Seit ihrer Eröffnung vor zehn Jahren leitet Ilse Werner die Gemeindebibliothek im Bürgerhaus. Die hat sich zu einem beliebten Treffpunkt und Veranstaltungsort entwickelt, der immer neue Nutzer anzieht. Nur die Jugendlichen hat ihr sechsköpfiges Team in den vergangenen Jahren ein wenig vermisst. „Bisher haben wir sie meistens irgendwann aus den Augen verloren, jetzt hoffen wir, dass wir besser in Kontakt bleiben können“, sagt Ilse Werner.

Schulleiterin sieht viele Chancen in der Zusammenarbeit

Verschiedene Sitzgelegenheiten laden die Besucher, wie hier Schulleiterin Betina Mäusel, zum Verweilen ein.

320 Schüler der fünften bis siebten Jahrgangsstufe besuchen das Gymnasium, und jedes Jahr kommen etwa 120 dazu. Schulleiterin Betina Mäusel sieht in der Kooperation viele Chancen. „Ganze Klassen können im Unterricht herkommen und hier ihre Projekte machen.“ Sie hat auf einer grünen Sitzschlange Platz genommen, die Raumteiler und Kuschelecke in Einem ist. An einer Fensterfront ergänzen PC-Arbeitsplätze die traditionellen Bücherregale. Dass die Schulbibliothek eine Zweigstelle der Gemeindebücherei ist, hat Förderzuschüsse vom Freistaat ermöglicht, aber auch den Vorteil, dass ein und derselbe Ausweis beim Entleihen gilt.

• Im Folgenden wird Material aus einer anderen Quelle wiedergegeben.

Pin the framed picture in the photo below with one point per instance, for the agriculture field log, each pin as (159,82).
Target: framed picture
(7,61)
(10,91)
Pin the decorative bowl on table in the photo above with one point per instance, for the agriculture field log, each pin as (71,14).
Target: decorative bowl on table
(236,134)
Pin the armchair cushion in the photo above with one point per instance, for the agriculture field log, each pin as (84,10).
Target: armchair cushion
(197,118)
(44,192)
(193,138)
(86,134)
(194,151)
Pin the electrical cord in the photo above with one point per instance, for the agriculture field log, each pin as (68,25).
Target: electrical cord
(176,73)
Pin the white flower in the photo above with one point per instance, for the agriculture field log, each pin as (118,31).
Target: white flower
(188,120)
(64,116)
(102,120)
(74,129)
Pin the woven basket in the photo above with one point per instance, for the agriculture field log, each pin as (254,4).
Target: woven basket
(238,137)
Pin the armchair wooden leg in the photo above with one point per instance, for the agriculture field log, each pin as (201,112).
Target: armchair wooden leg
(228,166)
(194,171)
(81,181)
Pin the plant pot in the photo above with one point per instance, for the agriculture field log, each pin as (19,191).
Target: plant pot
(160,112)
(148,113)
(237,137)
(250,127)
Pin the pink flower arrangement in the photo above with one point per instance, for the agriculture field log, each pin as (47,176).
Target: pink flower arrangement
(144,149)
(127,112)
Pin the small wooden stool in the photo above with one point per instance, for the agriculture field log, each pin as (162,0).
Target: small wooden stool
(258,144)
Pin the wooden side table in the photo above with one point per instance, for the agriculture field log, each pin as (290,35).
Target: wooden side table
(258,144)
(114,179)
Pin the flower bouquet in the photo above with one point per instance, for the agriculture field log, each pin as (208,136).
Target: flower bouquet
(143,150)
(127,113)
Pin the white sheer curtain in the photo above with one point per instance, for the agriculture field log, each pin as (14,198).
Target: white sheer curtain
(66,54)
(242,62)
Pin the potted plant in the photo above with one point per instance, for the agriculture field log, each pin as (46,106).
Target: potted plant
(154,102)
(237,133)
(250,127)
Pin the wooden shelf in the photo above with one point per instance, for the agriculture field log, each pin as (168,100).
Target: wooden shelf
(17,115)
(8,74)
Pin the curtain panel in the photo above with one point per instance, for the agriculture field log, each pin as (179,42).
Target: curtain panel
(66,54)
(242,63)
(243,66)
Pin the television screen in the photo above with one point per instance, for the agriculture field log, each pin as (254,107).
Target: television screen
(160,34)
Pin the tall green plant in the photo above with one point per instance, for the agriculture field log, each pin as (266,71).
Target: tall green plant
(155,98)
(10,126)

Auch für eines der verschiedenen Module am Nachmittag öffnet die Bibliothek ihre Türen. So können es sich die Jugendlichen beim Schmökern auf einem Sitzsack gemütlich machen, sich unterhalten, ihre Schreibunterlagen auf einem der Tische ausbreiten oder im Internet recherchieren.

Schmökern, anregen und wohlfühlen

In jeder Pause sind die Kinder willkommen. Sie werden nach und nach das gesamte Bibliotheksteam antreffen, das durch einen siebten Mitarbeiter verstärkt wird und sich beim Dienst in der Zweigstelle abwechseln will.

Ein zweistufiges Podest, das mit einem weichen, blauen Stoff bezogenen ist, lädt zum Sitzen und Ausstrecken ein. Und es bietet vielleicht schon bald Autoren eine kleine Bühne, wenn sie sich bei einer Lesung dem jungen Publikum vorstellen und aus ihren Büchern lesen. „Ich hoffe, das Rezept geht auf, und die Schüler fühlen sich wohl“, sagt Betina Mäusel.